BÖLÜM 2

810 65 148
                                    

Ben geldim ve bölümü size bırakarak geri gidiyorum. Yıldızcığı doldurmayı ve yorumlarda kendinizi belli etmeyi unutmayın.

İYİ OKUMALAR

Sessizlik. Benim için hiçbir şey ifade etmeyen bir kelime. Aynı zamanda da birçok şeyi ifade eden bir kelime. Böylesine bir zıtlık mümkün olabilir miydi peki? Herhangi bir şeyin senin için hem hiçbir şey ifade etmemesi hem de çoğu şeyini ifade etmesi gerçekten mümkün olabilir miydi? Bence olabilirdi.

Mesela babam. O adamın bende artık gram değeri yoktu. Bana babamı sorsalar hiç şüphesiz onlara benim için hiçbir şey ifade etmediğini dile getirebilirdim. Ama aynı zamanda da tüm kinimi kazanacak kadar çok şey ifade ettiğini de dile getirebilirdim. Tüm nefretimin tek sebebi olduğunu, hayatımın içine sıçtığını da söyleyebilirdim. Hayallerimin katili olduğunu; çocukluğumu, gençliğimi acımasızca elimden aldığını da söyleyebilirdim.

Ama bence ben en çok hiçbir şey söylemezdim. Evet doğru duydunuz hiçbir şey söylemezdim. Benim dilim lal olmaya alışkındı bunları dile getirmemeyi sorun etmezdim. Zaten olmuş bitmiş bir şeyi dile getirsem ne değişebilirdi ki? Geçmişe dönerek tüm her şeyi düzeltebilirler miydi? Hiç sanmıyordum. O yüzden olmuş bitmiş şeyleri sürekli dile getirip bir şeylerin değişmeyeceğini bile bile kendimi konuşarak yoracağıma geleceğim için hiç durmadan konuşup yorulabilirdim. İstediğim şeyler adına mücadeleler verebilirdim.

Aldığı cevapla hiçbir tepki vermeden gözlerimin ta içine bakmayı sürdüren Ares de sessizliğini koruyacağını açıkça belli etmişti.

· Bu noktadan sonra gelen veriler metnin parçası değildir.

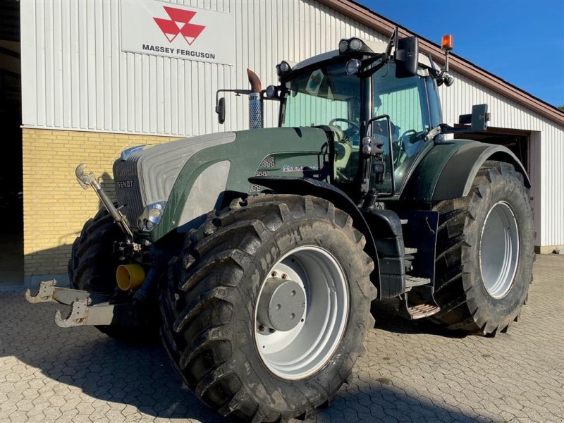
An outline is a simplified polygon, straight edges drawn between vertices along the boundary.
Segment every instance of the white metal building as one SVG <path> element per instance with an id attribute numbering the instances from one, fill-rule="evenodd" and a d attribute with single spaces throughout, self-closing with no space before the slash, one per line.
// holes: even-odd
<path id="1" fill-rule="evenodd" d="M 176 4 L 194 13 L 175 18 L 166 7 Z M 75 183 L 76 164 L 89 163 L 108 182 L 125 147 L 245 128 L 245 99 L 227 97 L 224 126 L 214 110 L 218 89 L 248 87 L 247 68 L 266 86 L 277 80 L 282 59 L 300 61 L 352 36 L 386 41 L 395 26 L 348 0 L 30 0 L 20 2 L 20 12 L 28 276 L 64 272 L 70 244 L 97 207 Z M 165 21 L 175 19 L 194 24 L 195 32 L 167 33 Z M 400 33 L 411 35 L 406 28 Z M 200 34 L 207 34 L 205 48 L 197 47 Z M 158 42 L 140 40 L 157 36 Z M 420 41 L 422 51 L 441 63 L 440 48 Z M 157 49 L 163 46 L 174 51 Z M 190 56 L 198 49 L 208 56 Z M 472 104 L 489 104 L 491 128 L 470 137 L 496 140 L 524 161 L 533 185 L 537 250 L 562 247 L 564 113 L 462 58 L 452 59 L 455 84 L 441 87 L 446 123 L 455 123 Z M 265 114 L 265 125 L 275 125 L 275 111 Z"/>

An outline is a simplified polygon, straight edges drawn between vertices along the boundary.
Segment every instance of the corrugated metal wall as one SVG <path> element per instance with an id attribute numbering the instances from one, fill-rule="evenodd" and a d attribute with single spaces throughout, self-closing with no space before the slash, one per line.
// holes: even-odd
<path id="1" fill-rule="evenodd" d="M 266 85 L 276 81 L 274 66 L 283 59 L 300 61 L 334 49 L 343 37 L 386 39 L 313 0 L 175 3 L 235 15 L 234 66 L 121 51 L 118 1 L 22 1 L 23 125 L 182 136 L 245 128 L 245 99 L 228 96 L 223 126 L 214 109 L 216 90 L 248 87 L 246 68 Z M 487 102 L 492 126 L 537 131 L 531 149 L 537 243 L 564 244 L 564 128 L 455 76 L 453 87 L 441 89 L 446 122 Z M 274 106 L 266 108 L 267 125 L 276 124 Z"/>

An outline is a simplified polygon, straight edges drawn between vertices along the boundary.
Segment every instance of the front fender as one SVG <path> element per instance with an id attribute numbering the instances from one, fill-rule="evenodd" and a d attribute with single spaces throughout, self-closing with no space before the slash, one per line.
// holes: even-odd
<path id="1" fill-rule="evenodd" d="M 503 145 L 457 140 L 434 147 L 415 169 L 401 195 L 406 202 L 441 201 L 468 195 L 474 178 L 486 160 L 513 164 L 523 176 L 525 185 L 531 182 L 519 159 Z"/>
<path id="2" fill-rule="evenodd" d="M 352 218 L 352 224 L 366 238 L 364 250 L 374 262 L 374 270 L 371 276 L 372 283 L 378 290 L 380 297 L 380 269 L 376 243 L 370 227 L 364 216 L 355 202 L 344 192 L 322 180 L 309 178 L 292 178 L 283 176 L 255 176 L 250 178 L 251 183 L 267 187 L 280 194 L 297 194 L 298 195 L 314 195 L 332 202 L 336 207 L 345 212 Z"/>

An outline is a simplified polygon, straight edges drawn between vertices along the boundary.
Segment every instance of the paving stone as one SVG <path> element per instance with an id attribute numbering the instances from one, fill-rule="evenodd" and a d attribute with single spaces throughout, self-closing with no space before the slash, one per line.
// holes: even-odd
<path id="1" fill-rule="evenodd" d="M 527 305 L 494 338 L 374 303 L 351 384 L 309 423 L 564 422 L 564 257 L 537 256 Z M 0 292 L 0 423 L 212 423 L 158 345 L 62 329 L 52 305 Z"/>

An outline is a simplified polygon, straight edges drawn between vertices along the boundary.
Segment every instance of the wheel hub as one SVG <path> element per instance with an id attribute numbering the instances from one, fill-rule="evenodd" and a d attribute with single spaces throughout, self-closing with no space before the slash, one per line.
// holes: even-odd
<path id="1" fill-rule="evenodd" d="M 519 260 L 519 229 L 510 206 L 500 201 L 488 212 L 482 228 L 479 264 L 488 294 L 504 297 L 513 284 Z"/>
<path id="2" fill-rule="evenodd" d="M 346 276 L 332 254 L 314 245 L 287 252 L 264 279 L 255 306 L 263 363 L 287 380 L 314 374 L 339 345 L 349 302 Z"/>
<path id="3" fill-rule="evenodd" d="M 283 278 L 284 276 L 266 281 L 257 309 L 259 323 L 276 331 L 294 329 L 305 310 L 303 288 L 294 281 Z"/>

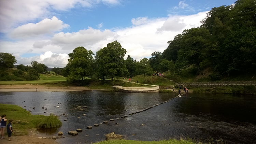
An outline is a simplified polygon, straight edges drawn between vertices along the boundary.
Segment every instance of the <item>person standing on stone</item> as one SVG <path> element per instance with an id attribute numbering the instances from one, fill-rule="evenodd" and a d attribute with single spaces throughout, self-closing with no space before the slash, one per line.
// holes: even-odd
<path id="1" fill-rule="evenodd" d="M 12 140 L 11 139 L 11 136 L 12 135 L 12 133 L 13 132 L 12 126 L 12 119 L 10 119 L 8 121 L 8 122 L 9 122 L 9 124 L 7 125 L 7 127 L 6 128 L 7 133 L 8 133 L 8 141 L 12 141 Z"/>

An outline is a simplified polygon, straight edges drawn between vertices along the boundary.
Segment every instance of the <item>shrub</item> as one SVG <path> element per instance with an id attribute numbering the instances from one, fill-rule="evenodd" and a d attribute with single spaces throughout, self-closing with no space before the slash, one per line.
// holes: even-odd
<path id="1" fill-rule="evenodd" d="M 59 119 L 57 116 L 51 114 L 46 116 L 38 125 L 39 129 L 47 129 L 59 127 L 62 125 L 62 123 Z"/>

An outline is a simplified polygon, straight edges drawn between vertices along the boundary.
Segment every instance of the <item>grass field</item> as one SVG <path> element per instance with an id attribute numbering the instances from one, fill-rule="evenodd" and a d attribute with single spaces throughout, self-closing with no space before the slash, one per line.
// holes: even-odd
<path id="1" fill-rule="evenodd" d="M 169 81 L 167 78 L 165 78 L 162 77 L 158 76 L 145 76 L 142 74 L 136 75 L 132 77 L 133 81 L 137 82 L 137 80 L 139 80 L 139 83 L 143 84 L 156 85 L 158 86 L 169 86 L 174 85 L 174 82 Z M 129 78 L 126 80 L 129 80 Z"/>
<path id="2" fill-rule="evenodd" d="M 42 84 L 43 83 L 58 83 L 66 81 L 66 78 L 61 75 L 51 74 L 40 74 L 40 79 L 38 81 L 0 81 L 0 85 L 13 85 L 25 84 Z"/>
<path id="3" fill-rule="evenodd" d="M 6 118 L 8 120 L 11 119 L 13 120 L 12 125 L 14 131 L 13 134 L 14 135 L 28 134 L 27 129 L 36 128 L 39 123 L 49 116 L 32 115 L 22 107 L 12 104 L 0 104 L 0 112 L 1 115 L 6 115 Z M 7 133 L 5 132 L 5 134 Z"/>

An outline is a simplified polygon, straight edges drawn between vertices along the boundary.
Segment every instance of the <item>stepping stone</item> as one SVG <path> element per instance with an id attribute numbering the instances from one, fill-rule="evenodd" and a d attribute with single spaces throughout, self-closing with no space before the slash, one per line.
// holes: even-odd
<path id="1" fill-rule="evenodd" d="M 103 121 L 103 124 L 106 124 L 108 122 L 108 121 Z"/>
<path id="2" fill-rule="evenodd" d="M 86 128 L 87 129 L 91 129 L 93 128 L 93 127 L 91 126 L 88 126 L 88 127 L 86 127 Z"/>

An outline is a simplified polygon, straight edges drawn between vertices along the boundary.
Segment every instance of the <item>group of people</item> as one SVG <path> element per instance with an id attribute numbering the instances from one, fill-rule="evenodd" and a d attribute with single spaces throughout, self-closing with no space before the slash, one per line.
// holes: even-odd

Buna şaşırmadım. Zaten böylesine rezalet bir duruma nasıl bir yorum yapabilirdi ki? Böyle bir duruma ne denirdi? Ben söyleyeyim. Koca bir hiç.

Aramızda gözlerini kaçıran taraf ben olurken başıma gelebilecek ihtimalleri düşünmeye başladım. Büyük ihtimal yokluğum çoktan fark edilmiş üstüne üstlük bana karşı duyulan öfke ve nefret büyüdükçe büyümüştü. Bunun yanı sıra yokluğumun çokta önemsendiğini düşünmüyordum. Ama yine de bir etrafı yoklamak işime gelirdi. En azından hayatımın ilerleyen vakitlerinde neler yapacağımın bir planını yapardım.

Bunun içinde telefonuma ihtiyacım vardı. Hatırladığım kadarıyla en son kazağımın cebindeydi ama kazağım üstümde değildi ki. Bu durumu Ares'e sormaya karar verdim ve böylelikle onu da girdiği bu düşünce kuyusundan çıkarmış olabilecektim.

"Şey Ares... O gece üstümde olan kazağım nerede biliyor musun?" dedim biraz çekingen bir biçimde.

"O kazak giyilecek durumda değil." dedi tok bir sesle.

Ben sana bunu mu sordum diyerek terslemek istesem de kendimi tuttum. "Giymek için değil. Cebinde telefonumun olması lazım ona ulaşmam gerek." dedim sakinliği benliğimde tutarak.

Bir süre sessiz kalıp dediğim şeyi düşünen Ares neyse ki beni çok bekletmedi. "Çöpe atarken cebinde bir şey yoktu."

Ah mükemmel! Gerçekten çok şanslıydım. Acaba yere düştüğümde cebimden fırlamış mıydı? Bu ihtimal duble mükemmeldi. Sıkıntıyla elimi anlıma kapatırken derince ofladım. Canım gittikçe sıkılıyordu.

"Belki arabada düşmüştür bakarız."

Olabilir miydi ki? Neden olmasın diye içten içe söylendim. Benim için yeterli bir umuttu bu. Yani şimdilik. Bir hevesle Ares'e dönerken mesanem de hissettiğim sızıyla yüzümü buruşturmadan edemedim. Bu sırada büyük bir dikkatle yüzümü inceleyen Ares neler olduğunu kavramaya çalışıyormuş gibi bana bakıyordu.